Caso particolare, forse marginale. Ma indicativo dal punto di vista morale. Il carabiniere che a metà giugno, fuori dal servizio, era intervenuto per sedare una rissa ed era stato pestato da un gruppo di stranieri, non ha ricevuto neppure un euro di più in busta paga. Nonostante le ferite e la nottata in ospedale.
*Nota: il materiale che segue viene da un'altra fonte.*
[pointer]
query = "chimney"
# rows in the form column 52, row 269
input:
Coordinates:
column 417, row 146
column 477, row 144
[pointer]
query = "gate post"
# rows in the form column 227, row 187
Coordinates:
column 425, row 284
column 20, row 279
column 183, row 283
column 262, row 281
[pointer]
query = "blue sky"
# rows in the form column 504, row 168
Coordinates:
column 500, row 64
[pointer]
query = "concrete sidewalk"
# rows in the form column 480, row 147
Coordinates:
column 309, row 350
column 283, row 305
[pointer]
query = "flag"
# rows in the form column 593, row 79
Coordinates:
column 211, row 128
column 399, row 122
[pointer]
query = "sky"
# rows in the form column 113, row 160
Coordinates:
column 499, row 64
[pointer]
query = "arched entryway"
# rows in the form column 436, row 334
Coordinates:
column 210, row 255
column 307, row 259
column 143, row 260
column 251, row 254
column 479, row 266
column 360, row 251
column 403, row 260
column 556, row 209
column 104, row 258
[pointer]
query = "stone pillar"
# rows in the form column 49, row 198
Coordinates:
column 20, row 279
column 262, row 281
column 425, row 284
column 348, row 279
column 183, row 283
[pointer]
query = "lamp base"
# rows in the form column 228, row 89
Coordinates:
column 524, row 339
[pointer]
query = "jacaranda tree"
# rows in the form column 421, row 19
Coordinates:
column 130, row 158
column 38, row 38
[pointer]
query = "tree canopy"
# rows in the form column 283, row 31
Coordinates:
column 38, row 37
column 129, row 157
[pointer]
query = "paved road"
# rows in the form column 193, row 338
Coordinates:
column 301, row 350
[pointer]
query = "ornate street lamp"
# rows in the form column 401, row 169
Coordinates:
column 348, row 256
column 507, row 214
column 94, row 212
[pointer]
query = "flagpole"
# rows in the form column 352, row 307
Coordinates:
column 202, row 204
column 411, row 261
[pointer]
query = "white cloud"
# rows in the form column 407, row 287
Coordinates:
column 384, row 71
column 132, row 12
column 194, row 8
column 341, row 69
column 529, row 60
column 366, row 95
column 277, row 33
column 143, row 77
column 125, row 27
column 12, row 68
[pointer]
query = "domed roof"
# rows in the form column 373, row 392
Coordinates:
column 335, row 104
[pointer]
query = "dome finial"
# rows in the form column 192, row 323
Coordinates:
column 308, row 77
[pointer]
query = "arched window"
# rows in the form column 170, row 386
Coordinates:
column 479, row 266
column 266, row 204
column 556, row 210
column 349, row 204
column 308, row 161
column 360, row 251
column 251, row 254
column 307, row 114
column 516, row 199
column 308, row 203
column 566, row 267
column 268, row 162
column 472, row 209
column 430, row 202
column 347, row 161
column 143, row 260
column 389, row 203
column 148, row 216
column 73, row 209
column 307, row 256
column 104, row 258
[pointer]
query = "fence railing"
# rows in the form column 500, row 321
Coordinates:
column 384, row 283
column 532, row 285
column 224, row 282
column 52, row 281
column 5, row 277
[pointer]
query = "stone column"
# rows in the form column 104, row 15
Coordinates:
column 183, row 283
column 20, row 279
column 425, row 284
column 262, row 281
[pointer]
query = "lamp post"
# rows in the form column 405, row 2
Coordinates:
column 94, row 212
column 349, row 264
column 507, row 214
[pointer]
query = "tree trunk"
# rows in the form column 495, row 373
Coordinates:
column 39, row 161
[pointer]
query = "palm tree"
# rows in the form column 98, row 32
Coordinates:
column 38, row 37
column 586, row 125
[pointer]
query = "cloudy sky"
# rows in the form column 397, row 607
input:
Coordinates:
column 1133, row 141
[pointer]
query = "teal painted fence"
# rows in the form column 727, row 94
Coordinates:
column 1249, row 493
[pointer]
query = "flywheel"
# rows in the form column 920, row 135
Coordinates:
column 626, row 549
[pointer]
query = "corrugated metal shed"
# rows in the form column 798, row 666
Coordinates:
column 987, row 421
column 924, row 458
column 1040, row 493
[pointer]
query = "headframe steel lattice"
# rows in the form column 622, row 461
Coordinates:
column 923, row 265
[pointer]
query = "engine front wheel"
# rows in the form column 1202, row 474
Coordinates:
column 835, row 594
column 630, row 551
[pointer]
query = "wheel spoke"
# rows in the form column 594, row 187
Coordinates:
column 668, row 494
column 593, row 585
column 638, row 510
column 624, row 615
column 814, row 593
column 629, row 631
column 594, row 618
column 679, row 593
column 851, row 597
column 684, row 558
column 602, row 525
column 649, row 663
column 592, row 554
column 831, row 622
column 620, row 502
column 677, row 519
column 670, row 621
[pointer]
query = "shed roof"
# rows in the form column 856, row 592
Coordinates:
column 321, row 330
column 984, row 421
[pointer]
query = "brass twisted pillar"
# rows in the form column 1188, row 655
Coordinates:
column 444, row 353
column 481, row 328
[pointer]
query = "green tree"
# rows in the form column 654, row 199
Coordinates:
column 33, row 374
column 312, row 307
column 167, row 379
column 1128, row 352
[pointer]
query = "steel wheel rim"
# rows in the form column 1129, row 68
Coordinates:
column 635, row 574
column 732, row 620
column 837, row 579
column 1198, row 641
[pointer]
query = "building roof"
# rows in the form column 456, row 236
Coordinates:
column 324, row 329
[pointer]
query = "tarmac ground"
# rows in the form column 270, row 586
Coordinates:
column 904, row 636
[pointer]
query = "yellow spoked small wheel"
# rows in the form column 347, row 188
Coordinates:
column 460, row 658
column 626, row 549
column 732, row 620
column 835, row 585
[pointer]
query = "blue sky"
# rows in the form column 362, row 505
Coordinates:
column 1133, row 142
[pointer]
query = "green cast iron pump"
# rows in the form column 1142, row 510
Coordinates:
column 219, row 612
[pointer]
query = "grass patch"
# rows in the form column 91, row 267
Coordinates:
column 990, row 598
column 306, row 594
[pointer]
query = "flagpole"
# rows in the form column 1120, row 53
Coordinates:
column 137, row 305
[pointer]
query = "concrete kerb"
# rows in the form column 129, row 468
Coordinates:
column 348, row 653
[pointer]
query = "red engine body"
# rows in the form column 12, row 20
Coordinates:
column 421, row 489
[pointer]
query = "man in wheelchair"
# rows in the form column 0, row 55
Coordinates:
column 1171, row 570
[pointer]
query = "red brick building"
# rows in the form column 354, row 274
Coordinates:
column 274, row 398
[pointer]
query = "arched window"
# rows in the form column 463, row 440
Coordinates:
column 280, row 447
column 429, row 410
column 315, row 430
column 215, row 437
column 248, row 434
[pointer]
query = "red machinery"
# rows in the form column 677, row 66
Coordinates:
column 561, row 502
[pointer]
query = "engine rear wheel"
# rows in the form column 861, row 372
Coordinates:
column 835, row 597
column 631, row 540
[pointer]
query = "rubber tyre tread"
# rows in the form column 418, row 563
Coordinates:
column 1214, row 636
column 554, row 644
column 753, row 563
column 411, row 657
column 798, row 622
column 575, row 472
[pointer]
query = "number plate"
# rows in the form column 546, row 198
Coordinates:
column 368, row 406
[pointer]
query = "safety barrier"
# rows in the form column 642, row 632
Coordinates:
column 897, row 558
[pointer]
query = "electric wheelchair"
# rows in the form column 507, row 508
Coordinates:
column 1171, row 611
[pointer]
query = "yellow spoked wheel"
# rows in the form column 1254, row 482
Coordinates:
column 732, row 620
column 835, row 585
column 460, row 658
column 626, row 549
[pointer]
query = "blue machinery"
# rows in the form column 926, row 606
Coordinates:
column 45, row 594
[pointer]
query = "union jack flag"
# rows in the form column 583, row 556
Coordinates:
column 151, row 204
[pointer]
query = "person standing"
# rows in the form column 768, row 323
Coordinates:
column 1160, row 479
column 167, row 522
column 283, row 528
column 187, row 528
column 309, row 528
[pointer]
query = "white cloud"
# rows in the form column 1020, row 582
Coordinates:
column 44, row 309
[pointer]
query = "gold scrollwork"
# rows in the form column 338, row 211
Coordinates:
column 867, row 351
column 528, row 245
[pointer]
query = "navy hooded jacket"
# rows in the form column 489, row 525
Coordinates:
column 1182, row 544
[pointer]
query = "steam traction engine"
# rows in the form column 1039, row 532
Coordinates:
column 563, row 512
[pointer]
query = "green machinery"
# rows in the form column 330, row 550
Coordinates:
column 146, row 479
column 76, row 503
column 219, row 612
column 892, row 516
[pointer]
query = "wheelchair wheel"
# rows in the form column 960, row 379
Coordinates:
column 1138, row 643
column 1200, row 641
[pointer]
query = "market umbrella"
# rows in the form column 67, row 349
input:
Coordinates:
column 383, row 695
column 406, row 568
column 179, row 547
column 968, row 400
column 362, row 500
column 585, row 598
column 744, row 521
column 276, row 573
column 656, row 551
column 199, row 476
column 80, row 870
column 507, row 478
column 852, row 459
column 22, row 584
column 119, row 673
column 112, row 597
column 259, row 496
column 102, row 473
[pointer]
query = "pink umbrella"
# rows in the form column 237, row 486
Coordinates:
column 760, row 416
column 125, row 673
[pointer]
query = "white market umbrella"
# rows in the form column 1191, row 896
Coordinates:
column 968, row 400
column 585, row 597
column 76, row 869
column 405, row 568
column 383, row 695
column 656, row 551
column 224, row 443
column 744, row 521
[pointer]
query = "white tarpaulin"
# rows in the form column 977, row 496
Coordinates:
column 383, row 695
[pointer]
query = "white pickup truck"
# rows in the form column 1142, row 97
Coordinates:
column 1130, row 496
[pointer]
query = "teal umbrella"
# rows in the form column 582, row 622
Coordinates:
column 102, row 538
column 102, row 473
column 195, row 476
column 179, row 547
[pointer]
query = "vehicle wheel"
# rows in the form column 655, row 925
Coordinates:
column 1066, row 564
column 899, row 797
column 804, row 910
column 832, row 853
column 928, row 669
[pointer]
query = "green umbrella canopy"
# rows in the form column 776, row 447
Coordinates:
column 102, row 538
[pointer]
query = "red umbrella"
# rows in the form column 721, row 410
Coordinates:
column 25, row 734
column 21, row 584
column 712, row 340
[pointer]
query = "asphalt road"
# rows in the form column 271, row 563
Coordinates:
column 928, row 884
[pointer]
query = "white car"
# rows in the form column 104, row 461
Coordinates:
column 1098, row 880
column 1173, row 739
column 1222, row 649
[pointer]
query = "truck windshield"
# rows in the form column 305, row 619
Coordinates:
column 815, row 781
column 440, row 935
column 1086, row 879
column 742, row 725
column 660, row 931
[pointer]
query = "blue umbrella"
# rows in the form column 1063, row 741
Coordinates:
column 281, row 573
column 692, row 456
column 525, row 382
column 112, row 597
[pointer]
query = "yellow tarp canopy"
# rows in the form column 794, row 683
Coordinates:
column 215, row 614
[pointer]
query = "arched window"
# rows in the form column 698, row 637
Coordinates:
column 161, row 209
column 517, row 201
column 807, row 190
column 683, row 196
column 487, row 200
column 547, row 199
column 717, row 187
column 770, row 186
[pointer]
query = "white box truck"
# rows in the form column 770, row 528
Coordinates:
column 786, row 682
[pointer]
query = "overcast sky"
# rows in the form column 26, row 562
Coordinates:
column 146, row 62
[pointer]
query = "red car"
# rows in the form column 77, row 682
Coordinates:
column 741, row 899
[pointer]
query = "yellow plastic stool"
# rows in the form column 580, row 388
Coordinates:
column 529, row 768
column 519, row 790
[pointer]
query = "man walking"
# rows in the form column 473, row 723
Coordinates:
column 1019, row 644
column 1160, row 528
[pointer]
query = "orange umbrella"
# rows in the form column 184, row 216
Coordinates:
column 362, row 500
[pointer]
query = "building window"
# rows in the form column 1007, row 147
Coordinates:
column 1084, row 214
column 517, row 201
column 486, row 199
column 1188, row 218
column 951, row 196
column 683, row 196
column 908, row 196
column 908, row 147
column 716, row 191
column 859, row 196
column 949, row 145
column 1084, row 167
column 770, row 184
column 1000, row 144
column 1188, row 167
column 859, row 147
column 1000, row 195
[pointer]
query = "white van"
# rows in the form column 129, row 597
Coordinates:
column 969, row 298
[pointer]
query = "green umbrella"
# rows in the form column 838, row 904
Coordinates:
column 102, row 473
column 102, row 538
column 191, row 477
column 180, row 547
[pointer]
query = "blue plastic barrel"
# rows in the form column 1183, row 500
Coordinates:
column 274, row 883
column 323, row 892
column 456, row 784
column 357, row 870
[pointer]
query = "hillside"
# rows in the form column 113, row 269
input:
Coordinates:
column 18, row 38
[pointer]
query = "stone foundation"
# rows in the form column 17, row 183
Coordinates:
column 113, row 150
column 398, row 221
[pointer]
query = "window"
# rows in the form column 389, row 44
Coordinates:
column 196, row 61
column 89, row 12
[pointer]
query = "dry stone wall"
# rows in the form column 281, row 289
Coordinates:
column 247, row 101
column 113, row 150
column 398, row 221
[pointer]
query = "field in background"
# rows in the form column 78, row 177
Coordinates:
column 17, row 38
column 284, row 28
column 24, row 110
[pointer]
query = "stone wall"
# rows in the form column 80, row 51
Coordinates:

La vicenda coinvolge un maresciallo capo di 51 anni operativo al III Reggimento carabinieri Lombardia. Quella notte del 21 giugno è in un bar di piazzale Loreto. Sta lì per diletto, non veste la divisa. A un certo punto però esplode una rissa. I contendenti se le danno di santa ragione. Lui è presente e non può certo tirarsi indietro. Si qualifica come carabiniere, prova a sedare gli animi. Ma otto o dieci contendenti lo accerchiano e lo massacrano di botte. Volano sedie, pugni, calci. Solo la sua stazza gli permette di cavarsela con ferite al volto, alla testa e all’emitorace. Ma per fortuna senza conseguenze peggiori.

Dall’inizio della rissa fino alle 11.30, quando è stato dimesso dal Fatebenefratelli dove era arrivato in codice giallo, sono passate circa otto ore. Otto ore che con un po’ di buonsenso si possono considerare “di servizio”, dunque da pagare. E invece, quando il maresciallo ha ricevuto la busta paga, non s’è visto assegnare nulla. Come se quel giorno non avesse lavorato. Per protestare contro quella che considera un’ingiustizia, il militare si è così rivolto al Nuovo Sindacato Carabinieri (Nsc) che ha spedito una missiva di fuoco al comando generale dei carabinieri. Se è vero che tecnicamente il maresciallo non era “comandato di servizio”, dunque non “di turno”, secondo Nsc dal momento in cui si è qualificato come carabiniere era da considerare operativo. In fondo “non si sarebbe mai trovato su un letto di ospedale” se non avesse deciso di ottemperare al suo dovere. E poi dopo essere uscito dal Fatebenefratelli ha pure dovuto redigere l’annotazione di polizia giudiziaria. Insomma: per aver lavorato, ha lavorato. Anche se fuori servizio. Si aspettava un riconoscimento, magari le indennità come la presenza festiva, le ore notturne passate in barella o la presenza esterna. Mica per il valore economico in sé – in tutto 30 euro lordi -, ma per quello morale. Senza considerare che, se non si fosse ferito, da lì a pochi giorni sarebbe partito per la Val di Susa e avrebbe incassato le indennità di missione. Soldi che non fanno mica male, soprattutto quando lo stipendio non è grasso che cola.

Il fatto è che, secondo quanto risulta al Giornale.it, pare sia stata almeno attivata la procedura per riconoscergli la causa di servizio. Atto lodevole, per carità. I colleghi però si chiedono: ma perché allora non gli siano state versate anche quelle “tre misere indennità che gli spettavano”? Sono spiccioli, ma di valore. Resta l’incognita. E quella domanda che accomuna molti militari: “Ma allora chi ce lo fa fare?”. Non certo i 30 euro di indennità.